The decision does not only affect companies in this country but also multinational companies headquartered in the UK with subsidiaries in developing countries. Overseas operations have greater scope to cause direct harm to employees, the local environment and consumers and therefore expose parent companies to more risk. Forum shopping claimants may argue that because a UK domiciled parent expressed an interest in the commercial affairs of an overseas subsidiary, the parent owed a duty to the claimant.

This case serves as a timely reminder that good governance across group companies should be firmly established. It is recommended that company policies and procedures are reviewed so as to ensure that there is a clear understanding as to where group decisions are made and ultimate responsibility lies. Essentially, parent companies need to assess whether they have an “attachment of responsibility” arising from the liabilities of their subsidiaries.
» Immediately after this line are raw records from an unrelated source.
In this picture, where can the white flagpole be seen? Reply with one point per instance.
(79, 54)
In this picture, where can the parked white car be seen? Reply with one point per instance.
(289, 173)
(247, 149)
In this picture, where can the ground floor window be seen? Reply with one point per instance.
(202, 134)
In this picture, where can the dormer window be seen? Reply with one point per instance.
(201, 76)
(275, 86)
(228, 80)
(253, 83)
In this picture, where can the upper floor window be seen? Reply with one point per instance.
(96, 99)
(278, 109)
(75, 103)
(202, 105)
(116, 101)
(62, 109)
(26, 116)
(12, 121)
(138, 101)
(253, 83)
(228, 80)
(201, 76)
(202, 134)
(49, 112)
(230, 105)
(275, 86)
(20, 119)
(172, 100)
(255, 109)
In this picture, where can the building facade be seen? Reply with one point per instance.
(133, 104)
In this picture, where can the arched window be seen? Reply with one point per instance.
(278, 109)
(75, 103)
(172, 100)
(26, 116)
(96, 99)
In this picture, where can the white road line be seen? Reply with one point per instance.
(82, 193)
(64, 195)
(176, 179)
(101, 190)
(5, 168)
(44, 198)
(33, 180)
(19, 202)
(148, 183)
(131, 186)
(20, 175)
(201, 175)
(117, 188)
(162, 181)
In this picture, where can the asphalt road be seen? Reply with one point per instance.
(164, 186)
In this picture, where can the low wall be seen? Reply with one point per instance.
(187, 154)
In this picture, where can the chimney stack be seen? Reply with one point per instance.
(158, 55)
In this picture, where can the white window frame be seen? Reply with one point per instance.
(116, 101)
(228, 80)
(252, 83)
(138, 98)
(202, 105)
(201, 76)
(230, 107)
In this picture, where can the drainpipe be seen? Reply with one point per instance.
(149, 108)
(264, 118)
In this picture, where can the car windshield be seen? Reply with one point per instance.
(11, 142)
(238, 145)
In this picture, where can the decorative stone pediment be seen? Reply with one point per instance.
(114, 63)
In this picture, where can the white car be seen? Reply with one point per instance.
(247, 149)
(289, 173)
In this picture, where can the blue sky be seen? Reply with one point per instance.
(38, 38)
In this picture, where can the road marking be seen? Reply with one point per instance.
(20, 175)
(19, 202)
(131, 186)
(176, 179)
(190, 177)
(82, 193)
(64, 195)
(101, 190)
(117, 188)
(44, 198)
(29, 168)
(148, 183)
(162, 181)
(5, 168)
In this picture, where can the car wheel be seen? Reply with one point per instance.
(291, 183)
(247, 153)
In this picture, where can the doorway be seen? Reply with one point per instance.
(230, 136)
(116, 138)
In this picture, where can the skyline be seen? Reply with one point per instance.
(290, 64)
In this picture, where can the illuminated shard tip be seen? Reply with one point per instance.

Parent companies would be sensible to oversee health and safety policies in order to remove systematic failures but at the same time make it clear that the implementation of those policies is the responsibility of the subsidiary. Parent companies could also ensure that those responsible for the health and safety matters in subsidiaries are given as much information as those at a parent company. The benefits of making a subsidiary responsible for the management and operation of their own health and safety policies would need to be balanced against the costs in terms of reduced parent company control, efficiency, consistent group policies and possible increased subsidiary liability.

The protection for a parent company would be to ensure its subsidiaries were always fully insured. It would be prudent for companies to review their existing insurance policies in order to ascertain whether they are wide enough to cover this newly established duty of care.